Set a timer for 10 minutes and find a place to sit or lay comfortably. Then breathe in and out through the nose. As you inhale and exhale focus all your attention on the breath. If you get distracted and start thinking about other things tell yourself it’s okay and just guide your attention back to the inhale and exhale.
Putting your attention on something so simple like your breath helps to prevent intrusive thoughts from interrupting your state of calm by giving your busy mind something to do so that you can promote a restful healing state. There are also many benefits to breathing through only the nose.
Box breathing involves regulating the length of your inhales, exhales, and holds. When we are stressed out our hearts race and our breathing increases as if we are preparing to run away or fight. By doing the opposite – regulating our breath – we turn off the stress switch and start to enter the parasympathetic state.
- Close your eyes. Breathe in through your nose while counting to four slowly. Feel the air enter your lungs.
- Hold your breath inside while counting slowly to four.

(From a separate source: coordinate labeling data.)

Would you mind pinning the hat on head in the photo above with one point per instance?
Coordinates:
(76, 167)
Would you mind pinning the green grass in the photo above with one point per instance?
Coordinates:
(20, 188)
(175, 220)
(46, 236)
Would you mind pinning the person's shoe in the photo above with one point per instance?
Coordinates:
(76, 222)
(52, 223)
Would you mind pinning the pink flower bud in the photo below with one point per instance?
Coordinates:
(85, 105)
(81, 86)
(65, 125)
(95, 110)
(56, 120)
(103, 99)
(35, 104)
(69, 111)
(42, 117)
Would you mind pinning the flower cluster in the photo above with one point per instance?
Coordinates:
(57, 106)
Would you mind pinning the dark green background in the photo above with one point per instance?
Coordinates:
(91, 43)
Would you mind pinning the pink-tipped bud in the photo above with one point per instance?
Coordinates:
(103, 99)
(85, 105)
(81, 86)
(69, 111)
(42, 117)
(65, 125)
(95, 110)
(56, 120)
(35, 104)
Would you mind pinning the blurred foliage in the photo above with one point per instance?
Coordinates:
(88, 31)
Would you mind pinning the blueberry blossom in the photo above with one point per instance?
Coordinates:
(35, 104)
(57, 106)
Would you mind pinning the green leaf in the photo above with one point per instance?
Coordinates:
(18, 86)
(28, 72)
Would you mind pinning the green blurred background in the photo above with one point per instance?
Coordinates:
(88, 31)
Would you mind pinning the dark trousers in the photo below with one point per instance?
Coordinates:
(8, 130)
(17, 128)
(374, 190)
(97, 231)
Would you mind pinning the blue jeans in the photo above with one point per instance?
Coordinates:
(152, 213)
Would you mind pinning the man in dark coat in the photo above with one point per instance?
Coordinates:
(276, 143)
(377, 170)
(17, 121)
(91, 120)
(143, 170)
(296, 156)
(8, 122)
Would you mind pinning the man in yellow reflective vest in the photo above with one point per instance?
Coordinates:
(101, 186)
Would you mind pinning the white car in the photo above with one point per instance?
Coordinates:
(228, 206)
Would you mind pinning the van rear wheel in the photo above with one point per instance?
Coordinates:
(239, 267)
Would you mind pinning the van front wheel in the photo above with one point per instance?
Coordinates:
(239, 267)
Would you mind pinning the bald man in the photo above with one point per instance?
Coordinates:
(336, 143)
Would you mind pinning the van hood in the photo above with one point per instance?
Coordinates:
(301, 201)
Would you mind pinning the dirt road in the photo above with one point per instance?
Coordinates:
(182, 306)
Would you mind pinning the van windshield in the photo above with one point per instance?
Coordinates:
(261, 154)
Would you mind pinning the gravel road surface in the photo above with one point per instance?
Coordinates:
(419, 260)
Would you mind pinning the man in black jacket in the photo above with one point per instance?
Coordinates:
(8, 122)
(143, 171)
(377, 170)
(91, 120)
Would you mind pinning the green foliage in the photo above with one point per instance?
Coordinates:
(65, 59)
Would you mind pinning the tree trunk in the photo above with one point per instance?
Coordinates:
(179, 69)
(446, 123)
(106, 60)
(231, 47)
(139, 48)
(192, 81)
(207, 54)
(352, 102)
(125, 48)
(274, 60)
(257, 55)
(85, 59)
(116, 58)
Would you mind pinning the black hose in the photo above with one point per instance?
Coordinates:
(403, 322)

Try not to clamp your mouth or nose shut. Simply avoid inhaling or exhaling for 4 seconds.
- Begin to slowly exhale for 4 seconds.
- Hold the exhale for 4 seconds
- Repeat steps 1 to 4 at least 4 times. Ideally, repeat the steps for 4 minutes, or until calm returns.
Left nostril breathing
Lastly left nostril breathing is another way to promote the parasympathetic state. The right nostril promotes the sympathetic nervous system (stress), while the left promotes the parasympathetic nervous system (rest). By breathing only out of your left nostril you promote a restful state.
Place your hand over your right nostril to close it. Gently inhale and exhale through the left nostril. A slower more controlled breath will further promote a state of calm relaxation. This is a great breathing exercise to practice if you are having trouble sleeping as it doesn’t take much thought. You can simply cover the nostril and close your eyes.
Ashwagandha: For Stress and Sleep
Ashwagandha is one of our favourite stress-busting remedies. It is well known as an adaptogen to increase resistance to the effects of stress. It is no coincidence that ashwagandha is also promoted to improve sleep. By regulating stress hormones and improving resistance to stress ashwagandha improves sleep, especially sleep that has been affected by stress. One of its other key benefits is to increase energy. This is in large part due to its ability to regulate stress hormones and chemicals like cortisol and its ability to improve sleep. When we’re less stressed and sleeping better, we’re more energized!
Valeriana Blend : For Sleep and nervous system rejuvenation
Valeriana Blend is a sleep-promoting blend of herbs that includes valerian, passionflower, and skullcap. This herbal blend promotes sleep from a variety of angles. Considered a nervine tonic, this blend helps to restore the nervous system and promote a sense of calm by eliciting a GABA response – the neurotransmitter responsible for calming the nervous system and decreasing excitatory neurotransmitters.
It contains gentle sedatives that some studies have shown to be as effective for sleep as benzodiazepines without their nasty side effects. In fact, because these ingredients have a restorative effect on the nervous system most people report feeling more energized and better able to deal with the challenges of life. These herbs promote relaxation of the body as well by relaxing muscles and nerves. By doing so the body is better able to relax into a restful restorative sleep and to wake up feeling energized and strong.
Share New Healthy Habits
We hope you’ll enjoy some of these resources during this time to help mitigate the effects of prolonged stress and worry that we’re all experiencing. They can be especially helpful during the holidays when we’re separated from loved ones and feeling lonely or sad. These health practices may seem simple but developing the habit of following through with them is often the most challenging part. Consider using this time to develop these new health practices and sharing them with your loved ones so you can practice and share the benefits of these simple but effective tools together.